I think you have missed the train really. What are popular later in the year are winter protection packages, but most people who have their cars detailed will already have had this carried out.

If you have anything else you can do until early next year to make yourself some wonga then I would do that and leave a bit of time free in case you do get any bookings.

I would still get your name out there, website, fliers, business cards etc etc . . . that won't hurt .

Hope this helps.
Ashley


----------



## BRUNBERG (Oct 21, 2010)

Ultimately the decision is yours.Winter is difficult in this industry.

For the purposes of launching your business i would decide whether you want to be a detailer or a valeter?

I appreciate most DW members are able to do both but, It's hard for people who don't understand to justify the difference in price between the 2 services.

I would suggest marketing yourself as a top end valeter then informing you clients who have more expebsive cars that you can offer a detailing service, maybe have a panel from a breakers in your van which is half corrected to shoiw them. Put a sun gun on their paint to show them all the imperfections and explain how you can remove them and what is involved.

Detailing imo is word of mouth mate, therefore very hard to get off the ground in its own entity. I have a fair few customers whose cars i detail and they are happy to have their cars detailed in winter as the cars are generally not daily drivers and winter garage queens.

Im sure others will be along who are far more knowledgeable than me, either way best of luck mate


----------



## -Ashley- (Nov 19, 2010)

Funny you should mention havaing a half corrected panel, that's exactly how I explain detailing to people!!!! 

It is a very good way of explaining it


----------



## TOGWT (Oct 26, 2005)

*Volume detailing *

Volume detailing is where the most money is to be made, but be cognizant that vehicle dealership work is very much bottom-line driven and the lowest bidder will almost always be successful winning it. This is partly the reason so many dealership and high volume production shop detailers suffer from a bad reputation. Do not make the mistake of treating this work like you would detailing vehicles for our regular customers as volume work is all about speed, cost effective products and working efficiency while still producing a reasonable end product in the time allocated. You can't spend 6 or 8 hours on a vehicle detail that you're being paid $100 and expect to make a reasonable profit from. You will need to work smarter (efficiently) not harder as you'll need to process several vehicles per day

*Becoming a High-end Detailer *

Advanced detailing; comes about with plenty of experience and when someone becomes so in tune with their craft it becomes art. High end A-list vehicles and prestige concourse entrants; customers in this type of niche market will have their vehicles detailed on a fairly regular basis, especially during the concourse show season. Building long lasting customer relationships should be your main goal, ideally you want to establish a customer base that uses you not only for the major concourse details, but also for maintaining their vehicles on a weekly to monthly basis.

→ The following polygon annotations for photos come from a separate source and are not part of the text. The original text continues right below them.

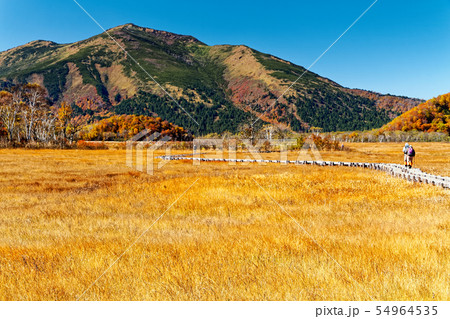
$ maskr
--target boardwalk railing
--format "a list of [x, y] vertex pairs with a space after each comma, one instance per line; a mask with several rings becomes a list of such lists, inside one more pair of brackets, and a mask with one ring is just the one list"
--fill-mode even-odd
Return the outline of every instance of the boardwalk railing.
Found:
[[279, 164], [295, 164], [295, 165], [317, 165], [317, 166], [348, 166], [362, 167], [384, 171], [392, 176], [406, 179], [416, 183], [426, 183], [450, 189], [450, 177], [432, 175], [422, 172], [418, 168], [408, 169], [399, 164], [383, 164], [383, 163], [358, 163], [358, 162], [333, 162], [333, 161], [282, 161], [282, 160], [256, 160], [256, 159], [230, 159], [230, 158], [202, 158], [183, 155], [159, 156], [164, 160], [192, 160], [202, 162], [236, 162], [236, 163], [279, 163]]

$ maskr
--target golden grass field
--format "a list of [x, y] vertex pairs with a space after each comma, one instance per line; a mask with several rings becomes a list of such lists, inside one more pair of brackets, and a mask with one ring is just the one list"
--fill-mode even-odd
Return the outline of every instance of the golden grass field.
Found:
[[[402, 161], [400, 143], [348, 146], [321, 155]], [[450, 176], [450, 144], [414, 146]], [[349, 167], [174, 161], [152, 176], [124, 150], [0, 156], [1, 300], [450, 299], [449, 190]]]

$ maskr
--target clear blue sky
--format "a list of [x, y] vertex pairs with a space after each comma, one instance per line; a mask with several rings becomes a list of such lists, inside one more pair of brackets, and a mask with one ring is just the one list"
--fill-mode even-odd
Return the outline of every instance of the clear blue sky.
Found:
[[[309, 66], [374, 0], [78, 0], [105, 28], [128, 22], [245, 44]], [[0, 0], [0, 51], [101, 33], [73, 0]], [[311, 69], [341, 85], [428, 99], [450, 92], [450, 1], [379, 0]]]

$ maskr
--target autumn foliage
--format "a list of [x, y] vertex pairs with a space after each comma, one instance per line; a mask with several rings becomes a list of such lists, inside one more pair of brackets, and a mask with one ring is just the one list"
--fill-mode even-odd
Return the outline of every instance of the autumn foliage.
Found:
[[160, 117], [144, 115], [115, 115], [100, 120], [85, 129], [81, 134], [83, 140], [126, 140], [147, 129], [150, 134], [158, 132], [169, 136], [174, 141], [192, 140], [192, 135], [185, 129], [163, 121]]
[[423, 131], [450, 134], [450, 93], [428, 100], [395, 118], [381, 131]]

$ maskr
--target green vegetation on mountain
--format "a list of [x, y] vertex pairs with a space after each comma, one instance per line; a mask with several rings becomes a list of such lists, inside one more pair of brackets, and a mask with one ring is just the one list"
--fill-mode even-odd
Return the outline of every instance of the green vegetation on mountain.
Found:
[[133, 24], [108, 33], [114, 40], [101, 34], [65, 45], [34, 41], [1, 52], [1, 85], [36, 82], [50, 103], [95, 101], [96, 107], [74, 107], [92, 121], [113, 113], [159, 116], [194, 134], [236, 132], [257, 117], [260, 125], [294, 131], [372, 129], [422, 102], [347, 89], [243, 45], [208, 46]]

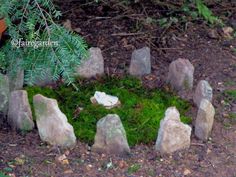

_What is the best demographic to cater to as a detailer?_ If you live in an area where there are people with prestige cars and high disposable incomes, the sky is the limit.

Be cognizant that the majority of the public 'just want a clean shiny car' and don't know what a swirl mark is, nor do they care


----------



## glyn waxmaster (Dec 20, 2006)

*no its not*


----------



## Eddy (Apr 13, 2008)

I think its now basically out of season or detailing, maybe spend this time getting your website absolutely perfect or getting the background work done. Ideally wait until earlier into next year when things start to pick back up.


----------